I've spent 18 years making brands mean something. Agency side or brand side, I've built campaigns, teams, identities, and the occasional argument for why anything can be made interesting if you find the right insight.
Most recently I've been Head of Creative at Miro, where I set the global creative direction for the brand's refresh, built a multidisciplinary in-house team of 15+ across design, motion, production, and operations, and led what I believe is one of the more honest experiments in AI-made creative work to date: Rome In A Day, Miro's first fully AI-generated brand film. The premise was simple: if you're going to make something with AI, actually make it with AI, and see what that teaches you. A lot, as it turns out!
Before Miro, I spent four years at Google / YouTube, leading creative across brand initiatives that ranged from pandemic response to sustainability, Pride, Media Literacy, and the global launch of YouTube Shorts.

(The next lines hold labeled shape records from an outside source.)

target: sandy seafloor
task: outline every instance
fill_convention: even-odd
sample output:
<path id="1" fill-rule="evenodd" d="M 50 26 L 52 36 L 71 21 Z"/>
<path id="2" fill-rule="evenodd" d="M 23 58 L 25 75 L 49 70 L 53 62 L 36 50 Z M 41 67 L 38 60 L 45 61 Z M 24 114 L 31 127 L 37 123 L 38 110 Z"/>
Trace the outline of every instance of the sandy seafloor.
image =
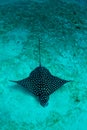
<path id="1" fill-rule="evenodd" d="M 9 79 L 42 65 L 73 80 L 42 107 Z M 0 130 L 87 130 L 87 1 L 0 1 Z"/>

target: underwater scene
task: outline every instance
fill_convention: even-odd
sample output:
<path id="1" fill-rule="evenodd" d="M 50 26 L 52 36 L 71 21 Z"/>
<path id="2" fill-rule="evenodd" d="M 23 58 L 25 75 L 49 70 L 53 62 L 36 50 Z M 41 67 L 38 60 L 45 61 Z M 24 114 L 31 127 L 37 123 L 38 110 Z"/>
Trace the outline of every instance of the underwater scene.
<path id="1" fill-rule="evenodd" d="M 87 130 L 87 0 L 0 0 L 0 130 Z"/>

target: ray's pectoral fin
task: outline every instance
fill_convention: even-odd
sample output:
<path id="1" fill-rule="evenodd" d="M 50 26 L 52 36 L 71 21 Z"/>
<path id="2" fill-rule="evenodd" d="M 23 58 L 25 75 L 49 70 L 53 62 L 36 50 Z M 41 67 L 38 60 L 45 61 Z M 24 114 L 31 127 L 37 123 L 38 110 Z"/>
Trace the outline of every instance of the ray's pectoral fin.
<path id="1" fill-rule="evenodd" d="M 18 85 L 21 86 L 21 88 L 24 88 L 25 90 L 29 90 L 31 92 L 29 77 L 25 78 L 25 79 L 22 79 L 22 80 L 18 80 L 18 81 L 14 81 L 14 80 L 10 80 L 10 81 L 17 83 Z"/>
<path id="2" fill-rule="evenodd" d="M 46 95 L 40 95 L 39 96 L 39 101 L 40 101 L 40 104 L 45 107 L 48 105 L 48 100 L 49 100 L 49 96 L 46 96 Z"/>

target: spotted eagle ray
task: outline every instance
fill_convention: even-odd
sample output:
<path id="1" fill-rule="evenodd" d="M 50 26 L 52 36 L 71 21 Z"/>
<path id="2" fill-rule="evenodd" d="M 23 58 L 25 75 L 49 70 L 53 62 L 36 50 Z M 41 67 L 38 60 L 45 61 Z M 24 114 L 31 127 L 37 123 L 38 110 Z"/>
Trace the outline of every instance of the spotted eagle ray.
<path id="1" fill-rule="evenodd" d="M 64 85 L 68 80 L 64 80 L 53 76 L 49 70 L 41 65 L 40 55 L 40 40 L 39 40 L 39 66 L 36 67 L 30 75 L 22 80 L 13 81 L 16 82 L 31 94 L 38 97 L 39 102 L 42 106 L 48 104 L 49 96 Z"/>

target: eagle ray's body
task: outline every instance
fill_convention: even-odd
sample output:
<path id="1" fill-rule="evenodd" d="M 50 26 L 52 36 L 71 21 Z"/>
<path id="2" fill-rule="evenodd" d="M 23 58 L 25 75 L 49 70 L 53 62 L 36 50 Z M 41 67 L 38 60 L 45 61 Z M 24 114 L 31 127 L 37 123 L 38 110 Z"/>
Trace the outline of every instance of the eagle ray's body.
<path id="1" fill-rule="evenodd" d="M 19 81 L 11 81 L 16 82 L 23 88 L 27 89 L 28 92 L 39 97 L 40 104 L 42 106 L 46 106 L 49 100 L 49 96 L 69 81 L 53 76 L 47 68 L 42 67 L 40 57 L 39 63 L 40 65 L 30 73 L 29 77 Z"/>

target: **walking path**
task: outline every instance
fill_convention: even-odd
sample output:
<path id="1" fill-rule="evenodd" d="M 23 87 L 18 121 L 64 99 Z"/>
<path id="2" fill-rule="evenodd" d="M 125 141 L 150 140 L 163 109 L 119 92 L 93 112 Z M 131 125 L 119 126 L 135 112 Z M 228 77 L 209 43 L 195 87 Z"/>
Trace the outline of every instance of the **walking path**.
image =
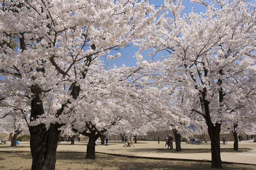
<path id="1" fill-rule="evenodd" d="M 239 143 L 239 148 L 248 148 L 251 150 L 243 152 L 222 152 L 220 154 L 223 162 L 239 163 L 256 165 L 256 143 L 253 140 L 243 141 Z M 70 143 L 61 142 L 58 145 L 57 152 L 86 152 L 86 142 L 75 142 L 74 145 Z M 109 141 L 107 146 L 99 145 L 95 146 L 96 152 L 121 155 L 139 156 L 156 158 L 170 158 L 182 160 L 210 161 L 211 153 L 170 153 L 166 151 L 165 142 L 138 141 L 134 144 L 135 147 L 124 147 L 124 143 L 120 141 Z M 17 147 L 10 147 L 10 142 L 7 145 L 0 145 L 0 152 L 30 152 L 29 143 L 21 142 Z M 220 148 L 233 148 L 233 142 L 229 141 L 226 145 L 220 144 Z M 175 148 L 175 142 L 173 143 Z M 188 144 L 182 143 L 182 149 L 210 149 L 210 143 L 203 145 Z M 165 150 L 164 149 L 166 149 Z M 185 150 L 185 149 L 184 149 Z"/>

I helped build YouTube's in-house Brand Creative Studio from the ground up, which remains one of the things I'm most proud of: not because of the work we made per se, but because of the culture we built inside it.
I care about craft. I care about language. I read widely and think carefully about how ideas move through this rapidly-evolving world. Great brands aren't just shiny. They have a point of view.
As a leader, I try to build spacess where people feel safe enough to say the wrong thing and smart enough to know when they've found the right one. Vulnerability makes better work. My job is to protect that and push it at the same time.
I'm a dual citizen of the US and the UK. I appeared in the first season of The Sopranos, which I bring up far more than is strictly necessary. I sing mostly on-key. I collect oddities. I garden. I have a long-running idea for a drag queen bagel shop (name suggestions remain welcome).